The Rice University and University of Graz team is in first place in the inaugural international Nanocar Race in Toulouse, France, April 28, finishing a 150-nanometer course — the width of two human hairs — in about one-and-a-half hours. (The allotted finish time is 30 hours.)
The team led by Rice chemist James Tour and Graz chemist Leonhard Grill deployed a two-wheeled vehicle with adamantane tires on its home track in Graz, Austria, achieving a speed of 95 nanometers per hour.
The Swiss Nano Dragster team is in second place, finishing the course five hours later.

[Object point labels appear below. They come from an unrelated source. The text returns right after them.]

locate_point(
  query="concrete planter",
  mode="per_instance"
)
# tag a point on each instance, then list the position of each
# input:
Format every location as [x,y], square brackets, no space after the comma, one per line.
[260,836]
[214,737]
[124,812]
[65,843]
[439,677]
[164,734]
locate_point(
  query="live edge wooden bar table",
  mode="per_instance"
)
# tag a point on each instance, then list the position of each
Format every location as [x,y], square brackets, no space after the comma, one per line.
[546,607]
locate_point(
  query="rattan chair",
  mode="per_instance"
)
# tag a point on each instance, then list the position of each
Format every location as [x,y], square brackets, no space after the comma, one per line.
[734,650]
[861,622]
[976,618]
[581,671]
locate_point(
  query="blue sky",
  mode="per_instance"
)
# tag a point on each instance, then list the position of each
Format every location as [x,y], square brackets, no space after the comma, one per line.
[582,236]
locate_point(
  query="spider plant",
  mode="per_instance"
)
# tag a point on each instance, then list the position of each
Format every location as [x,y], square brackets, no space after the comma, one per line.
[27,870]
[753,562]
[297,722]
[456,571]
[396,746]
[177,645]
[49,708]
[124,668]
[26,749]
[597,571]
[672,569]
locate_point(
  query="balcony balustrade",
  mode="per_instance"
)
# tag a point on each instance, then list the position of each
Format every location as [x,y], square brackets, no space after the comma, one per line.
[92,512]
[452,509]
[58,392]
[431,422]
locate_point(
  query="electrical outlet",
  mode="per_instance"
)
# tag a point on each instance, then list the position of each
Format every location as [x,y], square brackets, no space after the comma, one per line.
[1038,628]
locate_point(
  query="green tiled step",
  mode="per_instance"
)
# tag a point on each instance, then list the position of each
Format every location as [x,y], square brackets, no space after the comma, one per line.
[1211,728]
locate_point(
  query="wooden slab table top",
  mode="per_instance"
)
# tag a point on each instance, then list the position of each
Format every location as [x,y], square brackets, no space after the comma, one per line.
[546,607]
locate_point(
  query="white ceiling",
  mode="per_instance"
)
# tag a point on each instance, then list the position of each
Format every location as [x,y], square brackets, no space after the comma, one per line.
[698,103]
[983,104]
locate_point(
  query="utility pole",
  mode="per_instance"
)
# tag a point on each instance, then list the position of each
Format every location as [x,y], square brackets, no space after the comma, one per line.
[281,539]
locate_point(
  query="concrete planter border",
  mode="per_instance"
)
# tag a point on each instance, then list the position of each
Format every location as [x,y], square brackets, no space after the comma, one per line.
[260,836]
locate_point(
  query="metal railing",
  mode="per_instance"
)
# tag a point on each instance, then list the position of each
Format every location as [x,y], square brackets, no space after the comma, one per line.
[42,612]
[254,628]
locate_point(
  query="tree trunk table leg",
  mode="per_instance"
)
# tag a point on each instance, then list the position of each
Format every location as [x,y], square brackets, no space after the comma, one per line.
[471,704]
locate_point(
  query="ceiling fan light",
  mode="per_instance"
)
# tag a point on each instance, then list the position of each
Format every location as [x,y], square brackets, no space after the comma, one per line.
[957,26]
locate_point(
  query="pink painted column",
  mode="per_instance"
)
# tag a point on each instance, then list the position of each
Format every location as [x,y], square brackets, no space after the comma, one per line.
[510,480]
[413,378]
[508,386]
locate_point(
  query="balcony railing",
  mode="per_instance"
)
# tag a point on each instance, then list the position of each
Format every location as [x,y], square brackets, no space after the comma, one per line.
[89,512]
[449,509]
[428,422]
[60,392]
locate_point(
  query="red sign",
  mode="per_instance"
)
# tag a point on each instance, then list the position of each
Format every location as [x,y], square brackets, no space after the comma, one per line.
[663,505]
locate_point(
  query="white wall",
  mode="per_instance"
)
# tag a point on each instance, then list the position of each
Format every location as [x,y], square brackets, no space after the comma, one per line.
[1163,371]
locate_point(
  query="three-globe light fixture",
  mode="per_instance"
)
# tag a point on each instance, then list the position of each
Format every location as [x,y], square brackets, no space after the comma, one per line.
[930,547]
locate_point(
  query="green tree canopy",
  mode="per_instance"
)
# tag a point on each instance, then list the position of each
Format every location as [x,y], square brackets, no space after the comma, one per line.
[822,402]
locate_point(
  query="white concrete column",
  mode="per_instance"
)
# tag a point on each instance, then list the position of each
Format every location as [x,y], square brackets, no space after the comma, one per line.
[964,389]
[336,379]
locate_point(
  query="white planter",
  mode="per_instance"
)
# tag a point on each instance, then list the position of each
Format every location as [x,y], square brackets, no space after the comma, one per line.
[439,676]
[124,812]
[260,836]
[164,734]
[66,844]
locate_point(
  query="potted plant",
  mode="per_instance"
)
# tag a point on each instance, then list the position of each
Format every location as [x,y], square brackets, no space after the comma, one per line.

An interviewer discussing the competition on YouTube with Tour and Grill said, “Of course, this race continues. We want to see if their car is really strong enough to resist 36 hours of electric volts and jolts.”
Because the scanning tunneling microscope track in Toulouse could only accommodate four cars, two of the six competing international teams — Ohio University and Rice-Graz — ran their vehicles on their home tracks and operated them remotely from the Toulouse headquarters.
The Rice-Graz car, called the Dipolar Racer, was designed by Tour and former Rice graduate student Victor Garcia-Lopez and raced by the Graz team, which included postdoctoral researcher and pilot Grant Simpson and undergraduate and co-pilot Philipp Petermeier.
The Rice-Graz team won despite a handicap, Tour said. “We had to go 150 nanometers around two pylons instead of 100 nanometers since our car was so much faster,” he said. The race began at 4 a.m. Houston time, and the teams were delayed by a yellow flag for about an hour due to other teams’ crashed software, he said.
The cars were driven across a gold surface in a vacuum near absolute zero by electrons from the tips of microscopes in Toulouse and Ohio, but the Rice-Graz team got permission to use a silver track at Graz. “The gold surface was the surface of choice, so we tested it there, but it turns out it’s too fast,” Grill said. “It’s so fast, we can’t even image it.”
The team got permission from organizers to use the silver surface to slow its car down enough to see with the microscope, he said.
The purpose of the competition, according to organizers, was to push the science of how single molecules can be manipulated as they interact with surfaces.
“This is so gratifying,” said Tour, whose lab has been working on nanocars since 1998. “We chose our fastest wheels and our strongest dipole so that it could be pulled by the electric field more efficiently. We gave it two (side-by-side) wheels to minimize interaction with the surface and to lower the molecular weight.
“This is the beginning of our ability to demonstrate nanoscale manipulation with control around obstacles and speed and will pave the way for much faster paces and eventually for carrying cargo and doing bottom-up assembly.